NSA spokeswoman Vanee Vines then told the AP that Alexander "had a sense of what documents and information had been taken," but "he did not say the comprehensive investigation had been completed." She did not say if Snowden was capable of viewing or downloading the documents without the organization’s knowledge.

A key reason behind Snowden’s success may have been that the data was not very clearly compartmentalized, meaning that specialists in one area could easily browse information they would never plausibly need, provided they had the right security clearance.

It is not even clear whether Snowden had to use any 'hacking' skills to collect that data, or if he simply misapplied the powers legally allocated to him.

Deputy Attorney General James Cole defended the government’s spying activities in Congress in July, saying that employees who have access to NSA’s programs are effectively monitored by the government.

"Everything that is done under [the program] is documented and reviewed before the decision is made and reviewed again after these decisions are made to make sure that nobody has done the things that you're concerned about happening."


One of his most crucial leaks was the truth about the US government’s use of a program that hoarded metadata of communications between American citizens and intercepted all incoming and outgoing internet traffic in the country, before redirecting it straight to the NSA servers.

Officials say that despite leaking information for months without getting caught, it may be possible that Snowden did not know how exactly the surveillance programs themselves functioned.

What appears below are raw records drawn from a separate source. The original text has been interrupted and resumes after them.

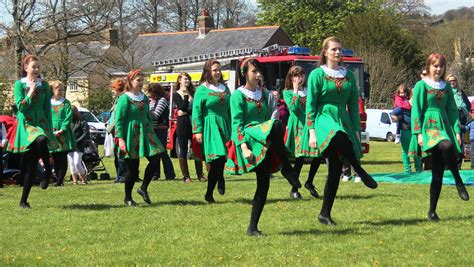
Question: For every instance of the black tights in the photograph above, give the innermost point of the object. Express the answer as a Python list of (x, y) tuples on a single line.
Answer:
[(339, 145), (133, 172), (260, 197), (37, 149), (60, 166), (215, 174), (263, 174), (442, 154), (312, 170), (277, 144)]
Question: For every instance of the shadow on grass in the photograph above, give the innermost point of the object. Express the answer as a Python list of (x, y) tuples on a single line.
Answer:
[(92, 206), (414, 221), (330, 230), (273, 200), (381, 162)]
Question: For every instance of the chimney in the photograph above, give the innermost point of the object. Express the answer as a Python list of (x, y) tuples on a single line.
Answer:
[(205, 24), (112, 36)]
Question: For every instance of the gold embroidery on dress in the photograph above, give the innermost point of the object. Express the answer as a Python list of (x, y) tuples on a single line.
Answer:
[(338, 81), (438, 94)]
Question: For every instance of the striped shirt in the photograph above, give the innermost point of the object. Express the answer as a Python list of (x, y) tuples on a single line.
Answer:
[(158, 111)]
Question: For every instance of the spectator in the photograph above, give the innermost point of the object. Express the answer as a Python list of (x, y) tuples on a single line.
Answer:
[(81, 133)]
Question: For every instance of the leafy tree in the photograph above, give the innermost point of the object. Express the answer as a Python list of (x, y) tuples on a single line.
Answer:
[(309, 22), (393, 54)]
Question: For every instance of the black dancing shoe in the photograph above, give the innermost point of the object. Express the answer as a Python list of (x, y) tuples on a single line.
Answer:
[(254, 232), (326, 220), (292, 177), (130, 203), (462, 192), (209, 199), (295, 195), (432, 216), (311, 189), (45, 182), (25, 205), (221, 187), (368, 180), (145, 195)]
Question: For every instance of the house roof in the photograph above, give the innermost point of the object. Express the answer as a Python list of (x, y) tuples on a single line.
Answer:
[(149, 48)]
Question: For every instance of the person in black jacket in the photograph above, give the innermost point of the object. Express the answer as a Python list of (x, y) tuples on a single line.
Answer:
[(80, 130), (182, 100), (159, 112), (464, 107)]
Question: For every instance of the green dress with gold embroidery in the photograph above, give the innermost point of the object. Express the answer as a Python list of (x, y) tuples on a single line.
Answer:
[(435, 115), (61, 120), (211, 117), (332, 106), (296, 127), (251, 124), (34, 116), (133, 124)]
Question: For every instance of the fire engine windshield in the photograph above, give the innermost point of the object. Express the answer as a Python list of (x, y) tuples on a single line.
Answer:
[(356, 67)]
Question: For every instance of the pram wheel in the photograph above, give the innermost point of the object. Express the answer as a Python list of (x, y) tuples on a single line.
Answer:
[(92, 176), (104, 176)]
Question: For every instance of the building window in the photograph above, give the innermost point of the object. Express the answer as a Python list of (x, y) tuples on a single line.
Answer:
[(73, 86)]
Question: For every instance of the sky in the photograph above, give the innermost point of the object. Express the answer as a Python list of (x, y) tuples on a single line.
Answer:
[(438, 7)]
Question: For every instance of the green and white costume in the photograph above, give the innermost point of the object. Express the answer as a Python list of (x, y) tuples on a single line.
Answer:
[(133, 124)]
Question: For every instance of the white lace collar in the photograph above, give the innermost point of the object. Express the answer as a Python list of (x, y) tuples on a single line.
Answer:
[(340, 73), (219, 88), (435, 85), (254, 95), (303, 93), (55, 102), (38, 81), (134, 97)]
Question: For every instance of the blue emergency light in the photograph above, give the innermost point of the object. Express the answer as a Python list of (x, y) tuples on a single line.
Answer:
[(297, 50), (347, 52)]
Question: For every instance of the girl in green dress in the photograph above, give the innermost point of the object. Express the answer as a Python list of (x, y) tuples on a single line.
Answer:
[(295, 97), (257, 140), (61, 118), (135, 136), (211, 124), (34, 130), (333, 120), (435, 128)]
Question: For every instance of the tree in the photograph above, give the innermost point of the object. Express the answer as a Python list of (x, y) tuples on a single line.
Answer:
[(392, 53), (309, 22), (455, 39)]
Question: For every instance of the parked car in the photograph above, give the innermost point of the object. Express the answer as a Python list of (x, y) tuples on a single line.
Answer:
[(97, 128), (380, 124), (104, 116)]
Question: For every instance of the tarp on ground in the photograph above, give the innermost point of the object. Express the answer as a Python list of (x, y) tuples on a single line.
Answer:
[(423, 177)]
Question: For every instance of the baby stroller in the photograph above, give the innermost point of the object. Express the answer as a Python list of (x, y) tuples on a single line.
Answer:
[(93, 162)]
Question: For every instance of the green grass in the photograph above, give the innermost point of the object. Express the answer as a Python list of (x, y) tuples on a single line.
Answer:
[(88, 225)]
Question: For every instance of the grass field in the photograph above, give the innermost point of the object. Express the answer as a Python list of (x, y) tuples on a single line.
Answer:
[(89, 225)]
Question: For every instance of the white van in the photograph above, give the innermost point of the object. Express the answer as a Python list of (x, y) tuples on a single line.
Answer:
[(96, 127), (380, 124)]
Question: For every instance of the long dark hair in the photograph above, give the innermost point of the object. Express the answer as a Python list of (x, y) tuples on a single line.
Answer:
[(156, 91), (191, 85), (244, 68), (207, 71), (294, 70), (26, 60), (76, 116), (322, 56), (432, 59)]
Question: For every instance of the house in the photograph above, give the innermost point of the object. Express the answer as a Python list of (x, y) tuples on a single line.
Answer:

Snowden has since traversed the globe in pursuit of political asylum, and succeeded with Russia. Washington has been highly critical of Moscow’s actions and as a gesture of disapproval, even gone as far as cancel an unrelated meeting between President Barack Obama and Russian President Vladimir Putin in Moscow.

The NSA is now reportedly “overwhelmed” with trying to figure out what data and how much of it Snowden managed to steal, said NBC News on Thursday.

This news, together with the case of Bradley Manning, who between 2009 and 2010 leaked hundreds of thousands of highly classified documents, has forced the US government to consider the issue of internal threats to its national security. The 2013 Intelligence Authorization Act now includes a proposal by Congress to create an automated computer program for the detection of such insider threats.